Tomme bonne et Reblochon
In the resort, Hotel Chalet Les Saytels (+33 492 47 24 72) is particularly recommended for the quality of the food and modest prices. Other rustic offerings include Au Bon Vieux Temps (+33 450 02 32 38), L’Arpege (+33 450 02 73 93), and La Table du Chalet (+33 450 02 20 16).

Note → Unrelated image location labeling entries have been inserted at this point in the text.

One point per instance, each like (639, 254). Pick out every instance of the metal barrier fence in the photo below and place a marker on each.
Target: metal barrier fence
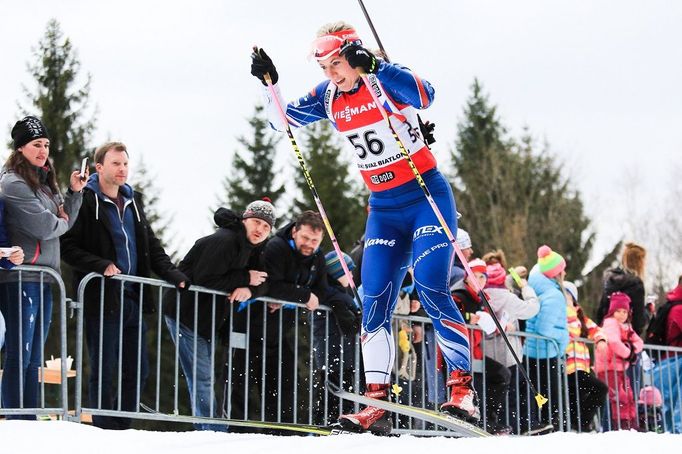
(271, 363)
(25, 373)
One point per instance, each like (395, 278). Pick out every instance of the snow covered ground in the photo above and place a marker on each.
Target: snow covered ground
(70, 438)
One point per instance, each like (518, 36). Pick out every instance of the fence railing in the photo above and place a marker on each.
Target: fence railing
(270, 360)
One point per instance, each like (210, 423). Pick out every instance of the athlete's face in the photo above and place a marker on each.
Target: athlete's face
(340, 73)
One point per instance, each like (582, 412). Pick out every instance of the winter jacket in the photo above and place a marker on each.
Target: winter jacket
(673, 334)
(622, 340)
(4, 239)
(33, 223)
(619, 280)
(509, 309)
(578, 353)
(220, 261)
(90, 246)
(291, 275)
(469, 302)
(550, 321)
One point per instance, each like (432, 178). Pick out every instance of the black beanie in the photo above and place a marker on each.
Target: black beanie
(28, 129)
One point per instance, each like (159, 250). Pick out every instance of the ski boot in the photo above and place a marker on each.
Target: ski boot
(370, 419)
(463, 401)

A visit to L’Hysope in the village is a much more gastronomic experience. Vanessa and Jean-Christophe Prat are renowned for noid de coquille St Jacques in a cream sauce and goat roasted with wild mushrooms. La Cremaillere is a hotel restaurant serving traditional dishes with a twist: warm goat’s cheese salad with blueberries, and breast of duck with honey from the chef’s hives are just two of the dishes.
Fairytale farmhouse fare
Up at Chinaillon, there’s Chez Manue (+33 450 09 62 24) for traditional Savoyard cuisine, and L’Alpage (+33 450 27 00 49) has a warm atmosphere and serves regional cuisine with an original twist. La Ferme de Lormay is open daily. Known as Chez Albert to the locals, it is a timber farmhouse constructed in 1786 at the far end of the Vallee du Bouchet, about seven kilometers from Le Grand Bornand. Chef Albert Bonamy cooks and serves totally authentic mountain dishes using seasonal local ingredients (he even smokes his own ham and trout). Fantastic food in a fairytale setting around a cheerful, crackling log-fire, and as Savoyard as it gets.